Le peuple n’a pas bonne presse dans le théâtre tragique français du XVIIe siècle : en effet, les dramaturges voient souvent en lui une « hydre à mille têtes », comme la plupart des théoriciens politiques de l’époque – d’André Du Chesne (Les Antiquités et recherches de la grandeur de la majesté des rois de France, 1609) à Cardin le Bret (De la souveraineté du roi, 1632). Ainsi le présentent-ils, la plupart du temps, comme une masse infantile, crédule et incontrôlable. Pourtant, si l’on considère leurs œuvres de près, on s’aperçoit que leur vision du peuple est plus complexe qu’il n’y paraît. Celui-ci peut, en effet, faire preuve d’une véritable clairvoyance, en soutenant – et en contribuant à sauver – un héros en danger ; à l’inverse, il peut également se charger de punir un personnage particulièrement odieux, et faire ainsi œuvre de justice ; enfin, il peut reconnaître, parmi différents prétendants au trône, celui qui est le plus à même de le gouverner.
Comment le peuple peut-il à la fois incarner un infantilisme monstrueux d’une part, et se révéler d’une clairvoyance salvatrice d’autre part ? C’est en tentant d’éclairer ce problème que nous verrons que le peuple, quoiqu’il n’apparaisse jamais en scène, n’est pas un simple spectateur privé de tout pouvoir dans le théâtre tragique français du XVIIe siècle.

14 octobre 2016 : Cités antiques et modernes chez Rousseau

Par Flora Champy

Tout au long de son œuvre politique, du premier Discours (1750) aux Considérations sur le gouvernement de Pologne (1772), Rousseau confronte Antiquité et modernité, au net préjudice de celle-ci. Les différents aspects de cette opposition s’articulent autour de l’idée d’un processus d’inversion historique, indice d’une décadence : « on faisait autrefois de grandes choses avec de petits moyens, et l’on fait aujourd’hui tout le contraire », affirme Saint-Preux dans Julie ou La Nouvelle Héloïse. L’action ordonnée de législateurs permettant de donner lieu à des cités cohérentes, durables et soudées, manque à l’histoire des États modernes. Aussi Rousseau lui emprunte-t-il peu d’exemples pour ses œuvres politiques ; il affirme également à plusieurs reprise l’inutilité de cette histoire sur un plan pédagogique. Il ne faudrait pas cependant s’en tenir à une interprétation duale. Rousseau sélectionne et caractérise ses exemples antiques de manière différenciée, privilégiant celui de Rome.
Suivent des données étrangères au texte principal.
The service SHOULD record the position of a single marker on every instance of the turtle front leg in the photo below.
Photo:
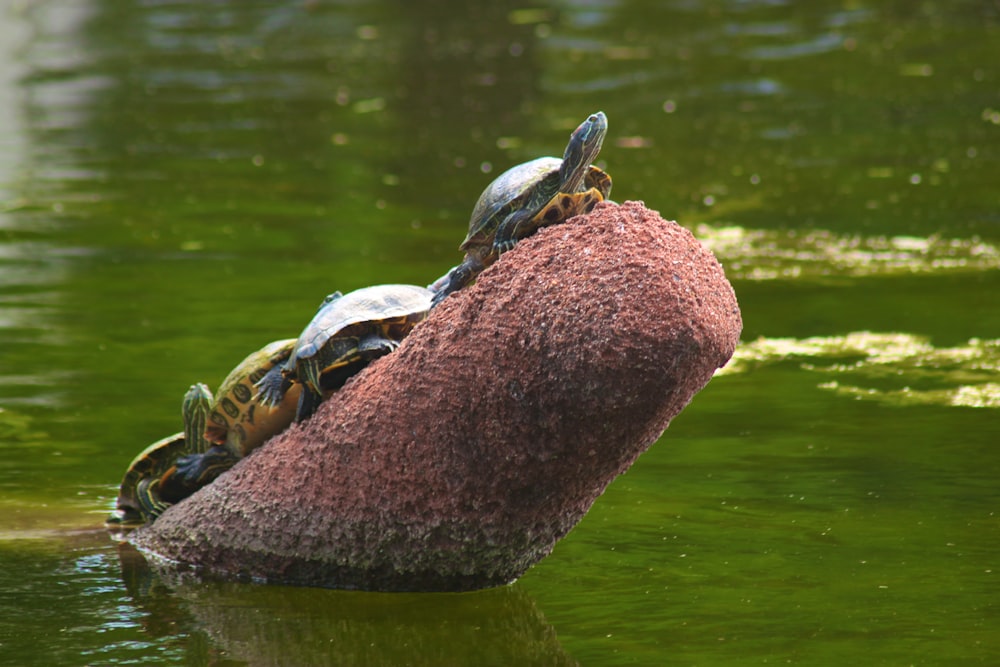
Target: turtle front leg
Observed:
(457, 278)
(193, 471)
(272, 387)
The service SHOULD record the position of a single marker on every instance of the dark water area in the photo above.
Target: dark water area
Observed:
(181, 182)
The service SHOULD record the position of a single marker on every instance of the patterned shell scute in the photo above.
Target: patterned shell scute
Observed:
(369, 304)
(510, 188)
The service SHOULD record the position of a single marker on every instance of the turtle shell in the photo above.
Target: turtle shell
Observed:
(239, 420)
(528, 184)
(334, 333)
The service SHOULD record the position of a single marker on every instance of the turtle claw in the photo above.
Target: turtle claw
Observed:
(272, 387)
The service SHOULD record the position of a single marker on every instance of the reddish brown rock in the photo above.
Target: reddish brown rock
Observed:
(458, 461)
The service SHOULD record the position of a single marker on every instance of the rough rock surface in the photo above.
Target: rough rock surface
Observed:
(458, 461)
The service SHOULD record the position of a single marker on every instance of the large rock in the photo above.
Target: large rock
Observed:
(459, 460)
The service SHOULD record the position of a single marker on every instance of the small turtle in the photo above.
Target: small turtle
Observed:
(347, 332)
(238, 422)
(534, 194)
(139, 496)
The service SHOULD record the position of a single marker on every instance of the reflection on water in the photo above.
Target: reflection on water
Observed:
(893, 368)
(765, 254)
(254, 623)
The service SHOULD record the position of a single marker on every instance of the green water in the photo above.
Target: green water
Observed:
(181, 182)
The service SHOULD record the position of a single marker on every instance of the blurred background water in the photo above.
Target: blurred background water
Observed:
(183, 181)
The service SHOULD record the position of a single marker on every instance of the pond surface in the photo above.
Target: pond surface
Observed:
(182, 181)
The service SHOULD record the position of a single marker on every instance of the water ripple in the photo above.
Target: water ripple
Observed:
(892, 368)
(764, 254)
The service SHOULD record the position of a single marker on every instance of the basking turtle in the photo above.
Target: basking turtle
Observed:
(347, 332)
(534, 194)
(239, 422)
(139, 496)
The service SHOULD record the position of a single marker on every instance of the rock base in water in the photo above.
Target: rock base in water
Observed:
(458, 461)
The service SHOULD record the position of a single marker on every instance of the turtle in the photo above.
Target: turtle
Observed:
(139, 496)
(534, 194)
(238, 422)
(348, 331)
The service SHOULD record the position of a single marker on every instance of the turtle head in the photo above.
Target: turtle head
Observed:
(584, 145)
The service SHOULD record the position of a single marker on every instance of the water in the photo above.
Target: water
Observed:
(181, 182)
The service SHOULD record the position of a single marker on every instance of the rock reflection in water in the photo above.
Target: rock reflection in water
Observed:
(276, 625)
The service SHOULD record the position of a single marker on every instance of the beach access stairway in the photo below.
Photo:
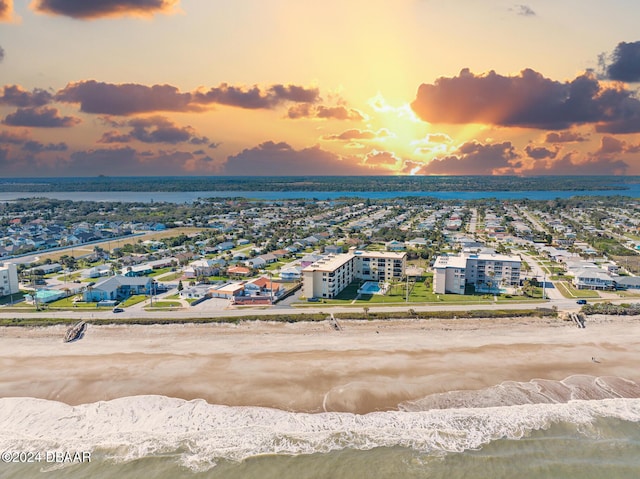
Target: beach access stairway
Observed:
(334, 323)
(578, 319)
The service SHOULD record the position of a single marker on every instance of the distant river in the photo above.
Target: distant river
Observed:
(191, 196)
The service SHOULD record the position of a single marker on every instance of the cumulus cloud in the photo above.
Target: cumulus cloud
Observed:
(384, 159)
(339, 112)
(44, 117)
(255, 97)
(88, 10)
(624, 62)
(355, 134)
(127, 161)
(474, 158)
(281, 159)
(524, 10)
(540, 152)
(564, 137)
(132, 98)
(528, 100)
(156, 129)
(15, 95)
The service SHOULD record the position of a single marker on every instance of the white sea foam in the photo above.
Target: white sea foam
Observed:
(536, 391)
(202, 433)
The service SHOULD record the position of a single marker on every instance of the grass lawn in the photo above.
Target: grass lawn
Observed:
(419, 293)
(171, 277)
(159, 271)
(16, 297)
(275, 265)
(166, 304)
(67, 303)
(131, 300)
(568, 291)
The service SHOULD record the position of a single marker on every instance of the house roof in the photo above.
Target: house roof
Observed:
(114, 282)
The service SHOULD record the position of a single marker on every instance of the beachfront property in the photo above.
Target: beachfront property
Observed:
(8, 279)
(117, 288)
(483, 271)
(593, 278)
(328, 276)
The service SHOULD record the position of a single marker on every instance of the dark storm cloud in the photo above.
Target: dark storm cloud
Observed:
(280, 159)
(527, 100)
(124, 99)
(88, 9)
(524, 10)
(339, 112)
(9, 138)
(33, 146)
(572, 164)
(255, 97)
(15, 95)
(540, 152)
(625, 63)
(39, 118)
(475, 159)
(128, 161)
(564, 137)
(131, 98)
(6, 11)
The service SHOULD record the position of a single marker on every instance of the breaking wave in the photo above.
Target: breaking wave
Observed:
(202, 434)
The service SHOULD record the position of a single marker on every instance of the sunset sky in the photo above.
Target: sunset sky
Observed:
(307, 87)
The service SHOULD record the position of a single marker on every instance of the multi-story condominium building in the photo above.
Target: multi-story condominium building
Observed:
(328, 276)
(8, 279)
(485, 272)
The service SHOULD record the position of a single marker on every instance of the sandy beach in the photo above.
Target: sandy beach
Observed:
(311, 367)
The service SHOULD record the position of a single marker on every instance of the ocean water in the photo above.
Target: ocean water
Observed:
(633, 190)
(582, 427)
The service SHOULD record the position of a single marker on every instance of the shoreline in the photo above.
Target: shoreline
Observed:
(309, 366)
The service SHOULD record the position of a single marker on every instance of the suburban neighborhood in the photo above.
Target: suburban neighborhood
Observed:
(238, 253)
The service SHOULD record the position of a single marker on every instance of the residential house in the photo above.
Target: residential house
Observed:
(628, 282)
(117, 288)
(591, 278)
(225, 246)
(97, 271)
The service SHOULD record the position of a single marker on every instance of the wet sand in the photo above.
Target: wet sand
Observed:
(368, 366)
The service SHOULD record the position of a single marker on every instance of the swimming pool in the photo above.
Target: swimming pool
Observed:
(371, 287)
Bien que rares, les références à des exemples modernes s’avèrent également significatives, et complémentaires des exemples antiques. Après avoir synthétisé les différences récurrentes entre cités antiques et États modernes, on examinera leur adaptation aux cas particuliers de Sparte, Rome, Athènes pour l’Antiquité, de Genève et dans une moindre mesure Venise à l’époque moderne. Nous espérons ainsi apporter quelques éclairages sur la place de l’histoire dans la pensée politique du citoyen de Genève.